ME3103 - Energy Conversion Systems
IC Engines: Evolution of IC engines; Features of IC engines; Nomenclature; Classification; Cylinder layouts; Applications of IC engines; Components of IC engines; Details of the engine components (material and manufacturing); Construction and working of 2S, 4S, petrol and diesel engines; Scavenging in 2S engines; Wankel engines; Comparison of engines; Valve and port timing diagrams; P-v diagrams; Engine test parameters and their calculations. Introduction to conventional and alternative fuels for IC engines. Introduction to IC engine combustion and emissions.
Turbomachines: Introduction: Turbomachines and positive displacement machines, Types of turbomachines, Static and stagnation states and representation of expansion and compression processes in T-s/h-s plots, Application of first and second laws of thermodynamics to turbomachines and the concept of efficiency of turbomachines.

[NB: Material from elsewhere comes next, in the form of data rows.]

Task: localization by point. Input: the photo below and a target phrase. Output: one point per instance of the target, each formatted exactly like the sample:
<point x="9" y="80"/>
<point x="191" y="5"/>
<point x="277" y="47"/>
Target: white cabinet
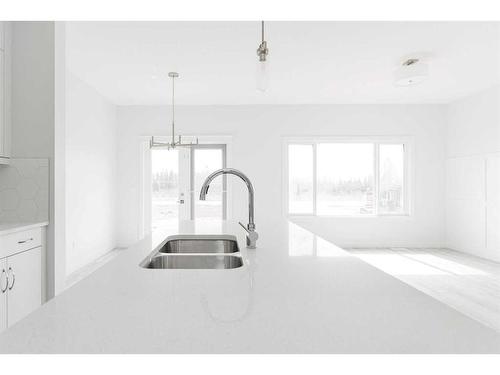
<point x="20" y="274"/>
<point x="3" y="294"/>
<point x="5" y="91"/>
<point x="25" y="292"/>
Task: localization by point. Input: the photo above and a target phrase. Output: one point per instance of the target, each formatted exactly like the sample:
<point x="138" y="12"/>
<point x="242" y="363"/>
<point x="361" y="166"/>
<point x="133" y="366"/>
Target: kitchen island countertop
<point x="296" y="293"/>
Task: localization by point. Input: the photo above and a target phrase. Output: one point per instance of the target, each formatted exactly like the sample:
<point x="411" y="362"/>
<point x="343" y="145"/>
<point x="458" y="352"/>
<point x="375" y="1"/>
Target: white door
<point x="176" y="180"/>
<point x="25" y="284"/>
<point x="3" y="294"/>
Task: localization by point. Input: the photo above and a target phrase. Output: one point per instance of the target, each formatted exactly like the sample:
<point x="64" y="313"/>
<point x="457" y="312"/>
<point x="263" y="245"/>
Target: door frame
<point x="144" y="177"/>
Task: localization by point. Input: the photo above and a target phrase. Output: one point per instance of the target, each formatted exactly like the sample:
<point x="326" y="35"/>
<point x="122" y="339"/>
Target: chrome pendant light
<point x="173" y="142"/>
<point x="262" y="73"/>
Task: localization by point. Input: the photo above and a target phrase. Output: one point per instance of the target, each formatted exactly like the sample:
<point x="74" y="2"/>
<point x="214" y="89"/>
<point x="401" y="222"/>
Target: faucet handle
<point x="243" y="226"/>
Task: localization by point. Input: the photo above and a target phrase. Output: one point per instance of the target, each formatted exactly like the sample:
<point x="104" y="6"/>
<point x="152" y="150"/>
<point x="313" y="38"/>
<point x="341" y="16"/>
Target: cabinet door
<point x="25" y="284"/>
<point x="3" y="295"/>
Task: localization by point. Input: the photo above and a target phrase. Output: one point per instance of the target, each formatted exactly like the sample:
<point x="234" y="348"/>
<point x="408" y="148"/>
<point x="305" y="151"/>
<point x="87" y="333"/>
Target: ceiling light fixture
<point x="411" y="72"/>
<point x="262" y="77"/>
<point x="173" y="143"/>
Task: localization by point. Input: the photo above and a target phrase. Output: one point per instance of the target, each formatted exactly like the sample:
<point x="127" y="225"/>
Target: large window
<point x="347" y="178"/>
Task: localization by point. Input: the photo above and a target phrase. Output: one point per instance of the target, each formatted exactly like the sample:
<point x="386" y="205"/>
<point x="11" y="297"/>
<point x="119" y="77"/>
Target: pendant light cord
<point x="173" y="110"/>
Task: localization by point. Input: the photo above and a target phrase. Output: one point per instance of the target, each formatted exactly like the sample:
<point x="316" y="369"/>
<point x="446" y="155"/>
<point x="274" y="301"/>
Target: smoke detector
<point x="411" y="72"/>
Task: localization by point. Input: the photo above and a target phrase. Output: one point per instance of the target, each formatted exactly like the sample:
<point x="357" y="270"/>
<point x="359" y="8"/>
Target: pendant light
<point x="262" y="73"/>
<point x="173" y="142"/>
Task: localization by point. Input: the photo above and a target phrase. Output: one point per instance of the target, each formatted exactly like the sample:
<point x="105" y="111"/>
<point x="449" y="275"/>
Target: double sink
<point x="196" y="252"/>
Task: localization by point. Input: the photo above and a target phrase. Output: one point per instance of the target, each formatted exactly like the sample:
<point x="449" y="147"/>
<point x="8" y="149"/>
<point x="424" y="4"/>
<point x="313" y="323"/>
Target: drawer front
<point x="20" y="241"/>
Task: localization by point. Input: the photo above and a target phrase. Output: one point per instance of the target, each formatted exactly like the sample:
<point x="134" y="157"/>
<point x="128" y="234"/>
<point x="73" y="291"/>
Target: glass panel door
<point x="164" y="188"/>
<point x="176" y="179"/>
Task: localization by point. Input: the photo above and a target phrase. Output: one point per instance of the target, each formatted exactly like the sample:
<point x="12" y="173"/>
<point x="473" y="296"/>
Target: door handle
<point x="13" y="278"/>
<point x="2" y="289"/>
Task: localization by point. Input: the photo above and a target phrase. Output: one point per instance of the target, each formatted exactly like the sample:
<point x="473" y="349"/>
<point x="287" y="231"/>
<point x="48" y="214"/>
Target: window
<point x="347" y="178"/>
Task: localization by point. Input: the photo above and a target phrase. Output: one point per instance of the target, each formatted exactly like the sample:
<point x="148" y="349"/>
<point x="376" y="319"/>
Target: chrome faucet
<point x="252" y="235"/>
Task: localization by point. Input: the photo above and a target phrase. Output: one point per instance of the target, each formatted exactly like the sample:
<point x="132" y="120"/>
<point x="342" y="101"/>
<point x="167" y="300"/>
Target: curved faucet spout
<point x="252" y="235"/>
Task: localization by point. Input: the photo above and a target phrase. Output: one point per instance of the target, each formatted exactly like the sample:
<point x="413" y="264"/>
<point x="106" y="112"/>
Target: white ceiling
<point x="310" y="62"/>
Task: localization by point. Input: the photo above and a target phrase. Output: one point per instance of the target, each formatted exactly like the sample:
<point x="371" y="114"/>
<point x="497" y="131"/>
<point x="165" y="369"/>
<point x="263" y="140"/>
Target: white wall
<point x="473" y="175"/>
<point x="257" y="133"/>
<point x="33" y="102"/>
<point x="91" y="174"/>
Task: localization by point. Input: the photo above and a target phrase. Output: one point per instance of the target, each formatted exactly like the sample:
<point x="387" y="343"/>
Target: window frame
<point x="408" y="171"/>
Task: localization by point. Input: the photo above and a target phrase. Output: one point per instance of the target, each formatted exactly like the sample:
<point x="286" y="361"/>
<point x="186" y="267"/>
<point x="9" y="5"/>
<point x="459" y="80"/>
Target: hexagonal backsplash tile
<point x="24" y="190"/>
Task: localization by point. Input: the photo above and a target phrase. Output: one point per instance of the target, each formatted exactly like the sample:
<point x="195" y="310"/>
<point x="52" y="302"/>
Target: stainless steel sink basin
<point x="163" y="261"/>
<point x="202" y="246"/>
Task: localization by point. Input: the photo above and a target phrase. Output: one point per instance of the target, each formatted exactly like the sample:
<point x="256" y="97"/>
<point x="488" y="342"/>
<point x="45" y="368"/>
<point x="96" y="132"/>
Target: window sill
<point x="350" y="216"/>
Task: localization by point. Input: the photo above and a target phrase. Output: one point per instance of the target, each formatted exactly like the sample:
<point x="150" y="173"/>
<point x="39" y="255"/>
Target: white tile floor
<point x="469" y="284"/>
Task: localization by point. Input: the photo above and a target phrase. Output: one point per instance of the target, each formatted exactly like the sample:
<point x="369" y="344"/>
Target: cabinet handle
<point x="24" y="241"/>
<point x="6" y="279"/>
<point x="13" y="278"/>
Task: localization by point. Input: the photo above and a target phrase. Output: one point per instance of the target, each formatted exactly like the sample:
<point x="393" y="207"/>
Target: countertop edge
<point x="19" y="227"/>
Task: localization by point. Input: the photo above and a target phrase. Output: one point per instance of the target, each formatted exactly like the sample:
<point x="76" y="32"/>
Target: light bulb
<point x="262" y="75"/>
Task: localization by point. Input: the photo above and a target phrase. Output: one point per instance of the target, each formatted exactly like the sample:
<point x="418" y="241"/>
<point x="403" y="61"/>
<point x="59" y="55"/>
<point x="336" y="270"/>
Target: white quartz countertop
<point x="293" y="295"/>
<point x="7" y="228"/>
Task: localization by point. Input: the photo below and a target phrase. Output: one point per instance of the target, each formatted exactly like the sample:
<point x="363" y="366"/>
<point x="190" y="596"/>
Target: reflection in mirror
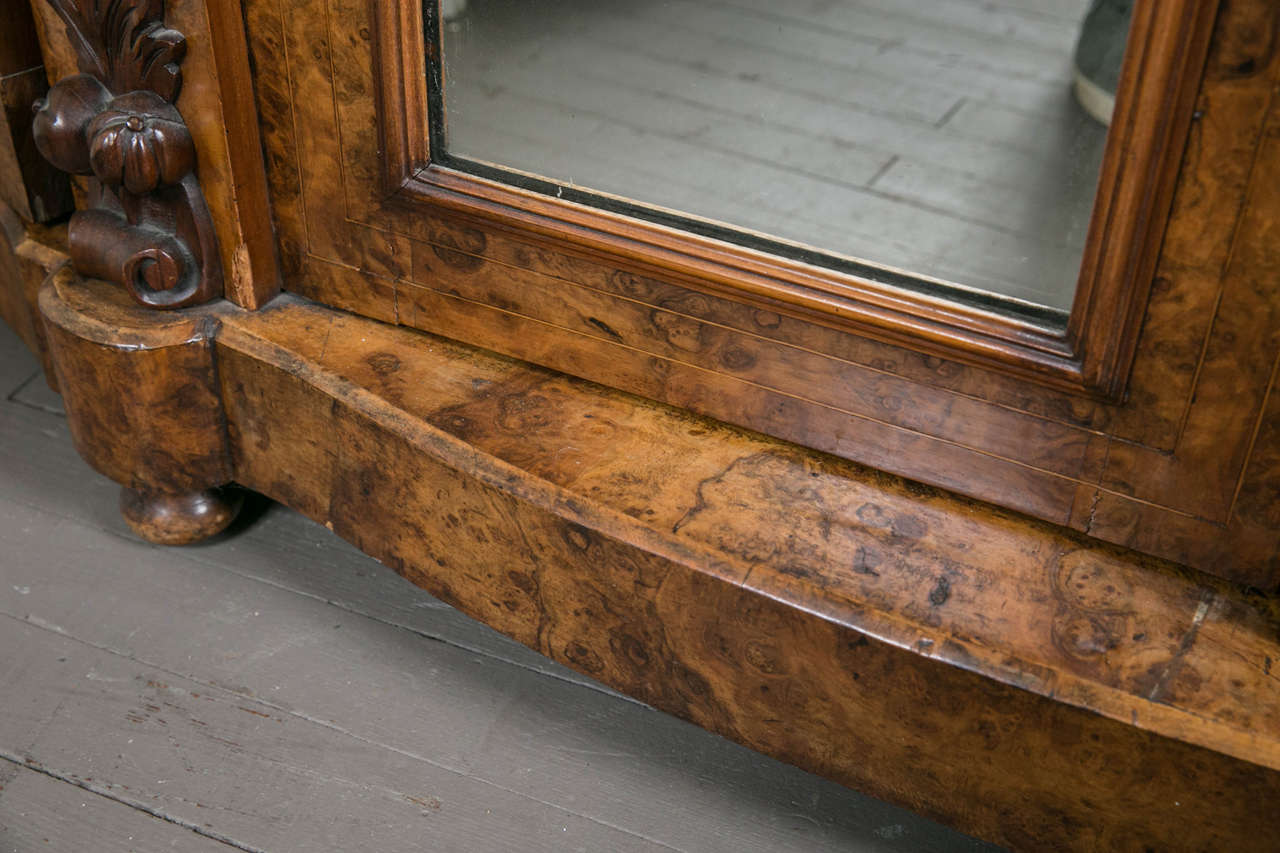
<point x="926" y="144"/>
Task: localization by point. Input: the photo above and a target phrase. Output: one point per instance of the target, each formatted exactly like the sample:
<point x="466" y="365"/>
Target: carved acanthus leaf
<point x="126" y="44"/>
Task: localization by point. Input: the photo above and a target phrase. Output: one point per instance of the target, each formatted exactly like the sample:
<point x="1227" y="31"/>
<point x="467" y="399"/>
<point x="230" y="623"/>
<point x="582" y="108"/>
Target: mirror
<point x="940" y="145"/>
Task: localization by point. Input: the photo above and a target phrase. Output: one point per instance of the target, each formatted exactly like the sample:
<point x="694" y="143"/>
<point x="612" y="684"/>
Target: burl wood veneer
<point x="1008" y="676"/>
<point x="1025" y="679"/>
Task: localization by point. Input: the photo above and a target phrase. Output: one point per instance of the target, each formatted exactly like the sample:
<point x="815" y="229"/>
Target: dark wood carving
<point x="149" y="227"/>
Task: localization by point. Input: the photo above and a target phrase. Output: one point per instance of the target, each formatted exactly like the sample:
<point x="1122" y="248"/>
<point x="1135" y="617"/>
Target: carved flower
<point x="140" y="142"/>
<point x="63" y="118"/>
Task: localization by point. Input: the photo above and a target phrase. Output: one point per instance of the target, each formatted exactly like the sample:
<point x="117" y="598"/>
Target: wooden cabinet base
<point x="1008" y="676"/>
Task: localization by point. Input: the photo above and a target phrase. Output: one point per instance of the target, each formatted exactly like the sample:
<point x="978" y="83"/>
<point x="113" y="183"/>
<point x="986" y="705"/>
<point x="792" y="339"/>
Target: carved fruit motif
<point x="140" y="142"/>
<point x="63" y="118"/>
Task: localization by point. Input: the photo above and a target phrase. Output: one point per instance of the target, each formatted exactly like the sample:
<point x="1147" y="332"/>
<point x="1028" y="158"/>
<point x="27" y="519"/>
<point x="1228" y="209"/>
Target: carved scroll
<point x="147" y="227"/>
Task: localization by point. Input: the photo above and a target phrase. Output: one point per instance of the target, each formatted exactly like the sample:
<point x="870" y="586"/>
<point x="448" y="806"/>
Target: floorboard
<point x="278" y="690"/>
<point x="935" y="137"/>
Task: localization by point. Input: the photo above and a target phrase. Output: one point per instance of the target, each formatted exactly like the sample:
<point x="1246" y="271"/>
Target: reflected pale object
<point x="941" y="138"/>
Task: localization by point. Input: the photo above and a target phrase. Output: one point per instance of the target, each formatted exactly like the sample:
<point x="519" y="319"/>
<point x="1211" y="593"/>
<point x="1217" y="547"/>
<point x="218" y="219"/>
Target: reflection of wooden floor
<point x="938" y="136"/>
<point x="278" y="690"/>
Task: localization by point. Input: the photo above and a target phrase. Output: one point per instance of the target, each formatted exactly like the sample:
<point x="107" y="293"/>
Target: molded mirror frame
<point x="1164" y="62"/>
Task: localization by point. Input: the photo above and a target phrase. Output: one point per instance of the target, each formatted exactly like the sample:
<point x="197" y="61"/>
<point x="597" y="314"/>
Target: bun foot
<point x="178" y="519"/>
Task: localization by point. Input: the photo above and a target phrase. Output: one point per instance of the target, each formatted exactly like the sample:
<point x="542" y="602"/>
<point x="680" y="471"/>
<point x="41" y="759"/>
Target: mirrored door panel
<point x="941" y="145"/>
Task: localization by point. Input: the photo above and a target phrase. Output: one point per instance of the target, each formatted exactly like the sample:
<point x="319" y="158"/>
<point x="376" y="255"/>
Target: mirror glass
<point x="938" y="145"/>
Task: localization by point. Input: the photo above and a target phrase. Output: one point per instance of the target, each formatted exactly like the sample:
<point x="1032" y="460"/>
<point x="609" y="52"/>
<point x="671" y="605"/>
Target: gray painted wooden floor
<point x="935" y="136"/>
<point x="278" y="690"/>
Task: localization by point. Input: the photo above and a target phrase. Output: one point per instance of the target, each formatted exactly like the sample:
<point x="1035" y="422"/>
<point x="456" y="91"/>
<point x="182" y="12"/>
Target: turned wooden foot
<point x="178" y="519"/>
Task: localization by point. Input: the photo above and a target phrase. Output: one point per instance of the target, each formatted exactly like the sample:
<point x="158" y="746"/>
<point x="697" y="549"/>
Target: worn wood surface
<point x="888" y="635"/>
<point x="1182" y="468"/>
<point x="144" y="404"/>
<point x="225" y="690"/>
<point x="882" y="621"/>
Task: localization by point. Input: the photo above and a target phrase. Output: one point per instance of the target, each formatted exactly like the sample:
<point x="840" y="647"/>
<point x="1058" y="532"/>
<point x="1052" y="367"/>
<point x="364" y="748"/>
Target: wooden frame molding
<point x="1092" y="354"/>
<point x="366" y="223"/>
<point x="890" y="637"/>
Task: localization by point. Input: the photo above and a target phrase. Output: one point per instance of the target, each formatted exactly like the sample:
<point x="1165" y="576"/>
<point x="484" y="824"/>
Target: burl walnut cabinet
<point x="1018" y="575"/>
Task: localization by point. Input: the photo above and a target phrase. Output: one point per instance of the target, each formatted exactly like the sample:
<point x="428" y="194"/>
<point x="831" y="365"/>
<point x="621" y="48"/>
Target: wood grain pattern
<point x="28" y="185"/>
<point x="888" y="635"/>
<point x="142" y="405"/>
<point x="1157" y="470"/>
<point x="213" y="100"/>
<point x="883" y="620"/>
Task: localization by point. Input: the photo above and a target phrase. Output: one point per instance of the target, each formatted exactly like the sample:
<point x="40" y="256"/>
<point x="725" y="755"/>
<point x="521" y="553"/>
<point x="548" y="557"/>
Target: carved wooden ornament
<point x="147" y="227"/>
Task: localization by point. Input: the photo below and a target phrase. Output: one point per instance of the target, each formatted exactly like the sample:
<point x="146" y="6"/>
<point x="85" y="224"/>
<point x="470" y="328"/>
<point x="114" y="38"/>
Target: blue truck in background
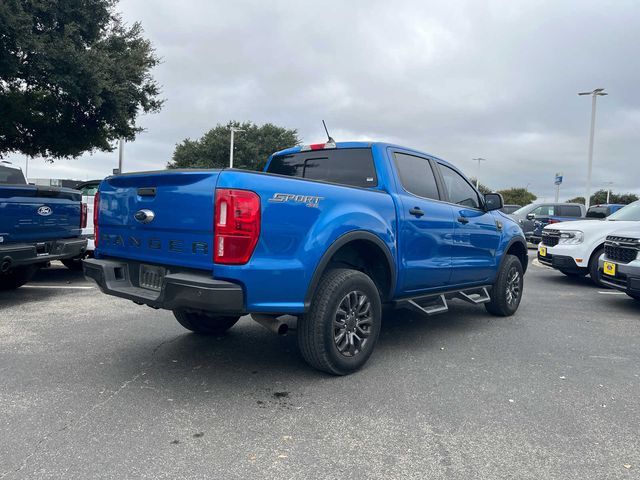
<point x="328" y="233"/>
<point x="37" y="225"/>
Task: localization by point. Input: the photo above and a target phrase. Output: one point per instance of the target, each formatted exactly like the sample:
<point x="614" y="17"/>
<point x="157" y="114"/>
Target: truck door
<point x="425" y="230"/>
<point x="476" y="236"/>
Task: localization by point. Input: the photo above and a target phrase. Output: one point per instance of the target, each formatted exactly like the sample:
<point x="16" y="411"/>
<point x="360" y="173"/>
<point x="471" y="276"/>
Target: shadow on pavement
<point x="248" y="351"/>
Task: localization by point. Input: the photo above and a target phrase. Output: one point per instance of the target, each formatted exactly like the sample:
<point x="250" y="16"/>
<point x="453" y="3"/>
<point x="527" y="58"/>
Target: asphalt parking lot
<point x="97" y="387"/>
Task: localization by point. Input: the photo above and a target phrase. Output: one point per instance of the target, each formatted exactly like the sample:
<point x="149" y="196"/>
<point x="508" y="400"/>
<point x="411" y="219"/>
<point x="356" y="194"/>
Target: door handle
<point x="416" y="211"/>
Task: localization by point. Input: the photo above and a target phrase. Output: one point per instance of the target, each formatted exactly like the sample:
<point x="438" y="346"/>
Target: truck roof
<point x="360" y="144"/>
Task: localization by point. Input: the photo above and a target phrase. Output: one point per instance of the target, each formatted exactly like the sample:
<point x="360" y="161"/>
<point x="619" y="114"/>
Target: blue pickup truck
<point x="37" y="224"/>
<point x="328" y="233"/>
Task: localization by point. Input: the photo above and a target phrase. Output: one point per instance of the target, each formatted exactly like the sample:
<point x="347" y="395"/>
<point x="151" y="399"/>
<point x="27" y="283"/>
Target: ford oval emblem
<point x="144" y="216"/>
<point x="45" y="211"/>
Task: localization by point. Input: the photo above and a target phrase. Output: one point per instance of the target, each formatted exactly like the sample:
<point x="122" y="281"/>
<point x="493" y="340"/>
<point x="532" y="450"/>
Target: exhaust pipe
<point x="5" y="266"/>
<point x="273" y="324"/>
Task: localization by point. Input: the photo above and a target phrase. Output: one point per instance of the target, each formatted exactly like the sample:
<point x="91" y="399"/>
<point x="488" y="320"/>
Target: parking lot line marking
<point x="62" y="287"/>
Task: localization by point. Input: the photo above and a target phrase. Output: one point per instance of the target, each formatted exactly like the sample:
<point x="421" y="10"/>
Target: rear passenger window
<point x="416" y="175"/>
<point x="348" y="166"/>
<point x="460" y="191"/>
<point x="570" y="211"/>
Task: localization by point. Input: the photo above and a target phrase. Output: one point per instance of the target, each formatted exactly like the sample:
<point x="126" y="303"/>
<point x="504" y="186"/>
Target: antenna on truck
<point x="329" y="137"/>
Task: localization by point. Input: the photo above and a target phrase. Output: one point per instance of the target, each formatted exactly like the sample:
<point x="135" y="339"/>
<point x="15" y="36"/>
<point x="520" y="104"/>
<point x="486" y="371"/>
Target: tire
<point x="574" y="274"/>
<point x="341" y="343"/>
<point x="507" y="291"/>
<point x="17" y="277"/>
<point x="593" y="268"/>
<point x="73" y="263"/>
<point x="204" y="324"/>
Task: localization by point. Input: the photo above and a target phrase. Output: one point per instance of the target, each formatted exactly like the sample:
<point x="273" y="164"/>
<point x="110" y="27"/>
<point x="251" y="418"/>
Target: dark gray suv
<point x="527" y="215"/>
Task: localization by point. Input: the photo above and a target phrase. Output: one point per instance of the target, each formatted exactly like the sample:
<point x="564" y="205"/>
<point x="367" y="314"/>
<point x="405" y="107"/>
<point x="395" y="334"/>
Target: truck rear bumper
<point x="19" y="254"/>
<point x="187" y="289"/>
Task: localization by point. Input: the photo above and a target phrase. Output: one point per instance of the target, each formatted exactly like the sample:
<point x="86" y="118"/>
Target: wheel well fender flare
<point x="511" y="243"/>
<point x="341" y="242"/>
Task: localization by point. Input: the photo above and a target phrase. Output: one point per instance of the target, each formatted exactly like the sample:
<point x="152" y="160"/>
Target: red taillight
<point x="96" y="210"/>
<point x="236" y="225"/>
<point x="83" y="215"/>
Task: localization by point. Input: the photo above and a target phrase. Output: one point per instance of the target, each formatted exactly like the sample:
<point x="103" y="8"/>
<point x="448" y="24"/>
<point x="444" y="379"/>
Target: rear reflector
<point x="83" y="215"/>
<point x="96" y="210"/>
<point x="236" y="225"/>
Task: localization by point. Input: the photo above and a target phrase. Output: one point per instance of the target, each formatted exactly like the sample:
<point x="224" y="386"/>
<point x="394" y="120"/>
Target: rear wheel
<point x="593" y="268"/>
<point x="507" y="291"/>
<point x="205" y="324"/>
<point x="340" y="330"/>
<point x="16" y="277"/>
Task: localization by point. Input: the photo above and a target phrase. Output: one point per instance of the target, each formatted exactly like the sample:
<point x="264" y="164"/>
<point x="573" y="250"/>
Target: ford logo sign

Principle of Turbomachines: Velocity triangle and concept of absolute and relative velocities, Euler equation for turbomachines, Concept of degree of reaction, Outline of different losses in turbomachines leading to coupling power and efficiency.
Introduction to machines: Pump and fan, hydraulic turbine, steam and gas turbines.
Non-dimensional groups in turbomachines: affinity law, concepts of shape number, specific speed, specific diameter and classification of turbomachines based on specific speed, performance of turbomachines, system characteristics and operating point.
Refrigeration: Vapour compression refrigeration systems: Review of refrigerants, Actual cycles - superheating, sub-cooling and liquid suction heat exchanger – multi-stage and cascade systems.
Basics of vapour absorption refrigeration system - cycle and properties of working fluids.
ME1100 – Thermodynamics
(i) Fundamentals: System & Control Volume; Property; State & Process; Exact & Inexact differentials; Measurement of absolute Pressure & Δp.
(ii) Work: Thermodynamic definition of work; Displacement work; Path dependence of displacement work and illustrations of simple processes; Fully resisted, partially resisted and unresisted processes; Other forms of work - gravitational, electrical, magnetic, spring and shaft.
(iii) Temperature & Heat: Definition of thermal equilibrium; Zeroth law; Definition of temperature and temperature scales; Various thermometers; Definition of heat; Examples of heat/work interaction in systems.
(iv) First Law for System: First Law for Cyclic & Non-cyclic processes; Concept of total energy E; Demonstration that E is a property; Various modes of energy.
(v) Pure substance: Two property rule; Enthalpy and internal energy; Properties of Ideal Gases and Mixtures of Ideal Gases; Properties of water-steam system; Const. temperature and Const. pressure heating of water; Definitions of saturated states; P-v-T surface; Use of steam tables- Saturation tables, Super-heated tables, Identification of states & determination of properties.
(vi) First Law for Flow Processes: Derivation of general energy equation for a control volume; Steady state steady flow processes; Examples of steady flow devices; Unsteady processes.
(vii) Second law: Definitions of direct and reverse heat engines; Definitions of thermal efficiency and COP; Kelvin-Planck and Clausius statements; Definition of reversible process; Internal and external irreversibilities; Carnot cycle; Absolute temperature scale.
(viii) Entropy: Clausius inequality; Definition of entropy S ; Demonstration that entropy S is a property; Evaluation of ΔS for solids, liquids, and ideal gases undergoing various processes ; Determination of s from steam tables; Examples - Turbine, compressor, pump, nozzle, diffuser; Definition of Isentropic efficiency; Available and Unavailable energy; Concept of Irreversibility and Lost work.
(ix) Thermodynamic cycles: Basic Rankine cycle; Basic Brayton cycle ; Basic vapor compression cycle.